The future of Chattanooga's riverfront, where downtown's revival began three decades ago, drew more than 200 people to a meeting Wednesday as many of them offered up ideas for a new vision for the area.
More retail, curbing traffic on Riverfront Parkway, somehow bridging the barrier of Fourth Street, and making parking easier — or even free — were among the array of notions raised for waterfront planners.
Called One Riverfront Chattanooga, the new plan to be finished this summer is aimed at finding more ways to boost activity in the area, especially for locals, according to River City Co., the nonprofit, downtown redevelopment group that commissioned the study.
"How can we raise our game?" asked River City CEO Kim White. "We want the riverfront to attract Chattanoogans."
Jim Wildeman of Chattanooga said he was at the visioning meeting because of Riverfront Parkway.
"It has an awful lot of trucks," he said, adding he's not sure if there are alternatives for the traffic which would make the road more pedestrian friendly.
Michael Brady, who lives in the district, said he'd like to see retailers such as Mast General Store or a small grocery store.
"There have been a lot of good things. I'd like to keep that going," he said at the meeting at the Tennessee Aquarium, the 1992 opening of which is seen as sparking downtown's renaissance.
Roy Gress, who's moving from Orlando to Chattanooga with wife Jacqui, said they're curious of potential changes in the riverfront district that's undergoing study — an area bordered by the Tennessee River, Cameron Hill, Bluff View and Fourth Street.
"Parking is a challenge," he said, saying he'd like to see an open-air trolley carry people around downtown in addition to the electric buses.
Helen Burns Sharp, founder of citizens watchdog group Accountability for Taxpayer Money, said in an email that the riverfront needs "a retail game-changer" such as a Trader Joe's market or Mast General.
Sharp also cited a need for more transparency about an idea to move the current Chattanooga Lookouts home to the former U.S. Pipe/Wheland foundry site. A South Broad District study had earlier included such a multi-use entertainment site among a variety of new development on that tract.
"While this is not inherently a bad idea, it raises several public policy questions that need to be discussed in the sunshine," she said, such as the possibility of tax-increment financing.
According to the planning firm MKSK, hired to conduct the planning process, they want to learn strengths, weaknesses and priorities for change in the area.

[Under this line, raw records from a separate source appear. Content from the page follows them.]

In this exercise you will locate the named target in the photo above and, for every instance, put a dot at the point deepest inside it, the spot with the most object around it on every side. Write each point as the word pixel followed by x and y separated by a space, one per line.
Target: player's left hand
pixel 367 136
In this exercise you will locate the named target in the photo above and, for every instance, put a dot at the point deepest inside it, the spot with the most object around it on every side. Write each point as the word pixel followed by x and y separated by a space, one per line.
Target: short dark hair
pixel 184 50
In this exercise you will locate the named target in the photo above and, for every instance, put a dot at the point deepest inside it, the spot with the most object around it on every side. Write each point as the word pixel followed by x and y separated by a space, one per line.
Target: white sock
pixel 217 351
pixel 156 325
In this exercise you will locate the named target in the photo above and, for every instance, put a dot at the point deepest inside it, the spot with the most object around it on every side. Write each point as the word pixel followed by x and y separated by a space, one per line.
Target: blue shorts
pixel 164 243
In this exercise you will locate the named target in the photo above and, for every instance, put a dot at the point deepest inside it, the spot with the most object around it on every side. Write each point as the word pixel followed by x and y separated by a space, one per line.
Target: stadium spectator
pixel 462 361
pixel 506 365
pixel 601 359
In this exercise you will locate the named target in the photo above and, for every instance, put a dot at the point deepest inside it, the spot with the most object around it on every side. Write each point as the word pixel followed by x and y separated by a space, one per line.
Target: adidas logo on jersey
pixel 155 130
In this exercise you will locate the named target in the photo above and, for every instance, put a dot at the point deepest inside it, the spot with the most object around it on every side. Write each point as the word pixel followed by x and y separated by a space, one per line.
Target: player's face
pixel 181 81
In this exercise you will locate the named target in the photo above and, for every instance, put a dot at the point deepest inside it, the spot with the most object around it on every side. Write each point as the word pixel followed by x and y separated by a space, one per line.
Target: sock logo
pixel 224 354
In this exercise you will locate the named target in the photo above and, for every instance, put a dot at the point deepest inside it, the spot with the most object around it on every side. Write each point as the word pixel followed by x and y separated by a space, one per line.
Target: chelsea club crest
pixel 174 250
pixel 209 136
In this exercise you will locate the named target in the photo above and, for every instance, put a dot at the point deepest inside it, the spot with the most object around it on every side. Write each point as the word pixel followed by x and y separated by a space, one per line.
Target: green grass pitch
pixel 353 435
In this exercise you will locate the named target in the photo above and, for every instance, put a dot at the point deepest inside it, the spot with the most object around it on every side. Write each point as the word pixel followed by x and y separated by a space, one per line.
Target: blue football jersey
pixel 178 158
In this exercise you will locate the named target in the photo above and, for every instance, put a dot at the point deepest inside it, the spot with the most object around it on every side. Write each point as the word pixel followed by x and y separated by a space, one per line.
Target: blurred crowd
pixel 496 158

The firm said the district isn't starting from scratch, noting it draws about 1.6 million visitors annually and there is about $220 million in recent and proposed development.
Brought on board late last year, the firm said early talks with people here show an interest in increased activity in the riverfront, better connectivity with the rest of downtown, creating an enhanced sense of place, spurring "catalytic development," and making it a place for all Chattanoogans.
White said that while the riverfront is special, it's far from complete.
"It's time to uncover what the next steps for our riverfront are and how, as a community, we can make those a reality," she said.
White, citing the loss of energy at the riverfront while other parts of downtown are flourishing, said parking revenues are down 20% in the waterfront district, for example.
"It should be an area that is used by locals just as much as those visiting our community," she said.